В самом начале работа казалась трудной: на одного врача приходились сотни больных, помощь нужно было оказать каждому. Каждое утро, которое начиналось ни свет ни заря, нужно было встретить новую партию поступивших. Всех следовало опросить и заполнить кучу бумаг. В случае, если у больного обнаруживалась травма, нуждающаяся в немедленном хирургическом вмешательстве, его моментально закатывали на сцену, клали на операционный стол и, без дальнейших разговоров, проводили операцию. Такое случалось ежедневно.

Сначала это казалось Брэзену странным. Все происходило в мгновение ока. Осматривающий врач давал отмашку, тут же, словно из ниоткуда, возникали медсестры с каталкой, отвозили в импровизированную операционную. Врачи, замечая движение, прерывали все дела и присоединялись к операции. Все походило на гигантский конвейер. Нереальности добавляло и то, что все уже дошло до автоматизма и медицинский персонал делал это молча.
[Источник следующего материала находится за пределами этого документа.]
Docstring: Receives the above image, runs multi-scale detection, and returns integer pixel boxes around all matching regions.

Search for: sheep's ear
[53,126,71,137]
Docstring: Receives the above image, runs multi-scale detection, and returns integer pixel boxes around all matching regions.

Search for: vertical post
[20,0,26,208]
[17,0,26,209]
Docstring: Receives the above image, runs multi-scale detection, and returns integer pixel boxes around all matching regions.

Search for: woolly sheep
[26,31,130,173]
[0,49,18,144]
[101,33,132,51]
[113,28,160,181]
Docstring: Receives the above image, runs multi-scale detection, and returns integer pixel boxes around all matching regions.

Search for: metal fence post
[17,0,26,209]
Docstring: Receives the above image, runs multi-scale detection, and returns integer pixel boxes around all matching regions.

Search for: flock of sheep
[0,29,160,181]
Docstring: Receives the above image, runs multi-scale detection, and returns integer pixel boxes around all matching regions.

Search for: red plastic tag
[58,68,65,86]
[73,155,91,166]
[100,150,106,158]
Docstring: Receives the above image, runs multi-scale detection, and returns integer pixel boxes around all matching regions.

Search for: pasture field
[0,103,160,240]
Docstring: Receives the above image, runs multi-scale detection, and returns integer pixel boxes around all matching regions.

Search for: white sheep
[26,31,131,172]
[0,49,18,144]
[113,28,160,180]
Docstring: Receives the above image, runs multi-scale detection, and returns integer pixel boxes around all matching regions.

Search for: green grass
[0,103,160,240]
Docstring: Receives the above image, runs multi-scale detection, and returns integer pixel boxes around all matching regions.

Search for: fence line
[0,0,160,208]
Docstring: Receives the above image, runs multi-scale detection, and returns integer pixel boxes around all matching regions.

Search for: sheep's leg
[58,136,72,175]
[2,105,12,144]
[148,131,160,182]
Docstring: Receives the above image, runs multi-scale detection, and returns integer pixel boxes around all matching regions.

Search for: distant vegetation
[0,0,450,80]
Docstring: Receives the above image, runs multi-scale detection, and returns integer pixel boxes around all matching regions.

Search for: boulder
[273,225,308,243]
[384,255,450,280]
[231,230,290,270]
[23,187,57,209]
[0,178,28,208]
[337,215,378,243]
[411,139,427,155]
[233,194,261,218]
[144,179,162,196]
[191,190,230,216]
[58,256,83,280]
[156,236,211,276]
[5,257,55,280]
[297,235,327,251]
Кивок, звук колесиков каталки, звон инструментов. После часа работы врачи и сестры возвращались к осмотру, словно ничего и не происходило.

Но чувство ужаса и фантастичности происходящего меркло со временем. Когда видишь что-то каждый день — привыкаешь к этому. Привыкнуть можно ко всему, даже к картинам страданий раненых. Спустя несколько недель Брэзен уже был частью системы — винтиком, благодаря которому огромный механизм совершал свое рутинную работу по спасению.

Привыкнув к режиму, Брэзен справлялся со своими задачами наравне со всеми. Тяжести его не пугали, а их было много. Работать приходилось с утра и до самого вечера, прерываясь только на скудную еду. В день приходилось осматривать и ставить диагнозы сотням пострадавших. Проводить операции, а при занятости сестер накладывать повязки, разносить еду, менять воду, дезинфицировать инструменты, готовить растворы. И только поздним вечером можно было позволить себе отдохнуть. В течение дня это было просто невозможным. Но и выспаться не удавалось — больных в тяжелом состоянии могли доставить и ночью. В таком случае ночь уходила на экстренную операцию. Поэтому едва ли можно было урвать больше шести часов сна. От такого графика часто клонило в сон и болела голова. У Брэзена довольно быстро залегли темные круги под глазами: он был изнурен. Это касалось всех: врачи и медсестры работали на износ. Но, кажется, никто ничего не замечал.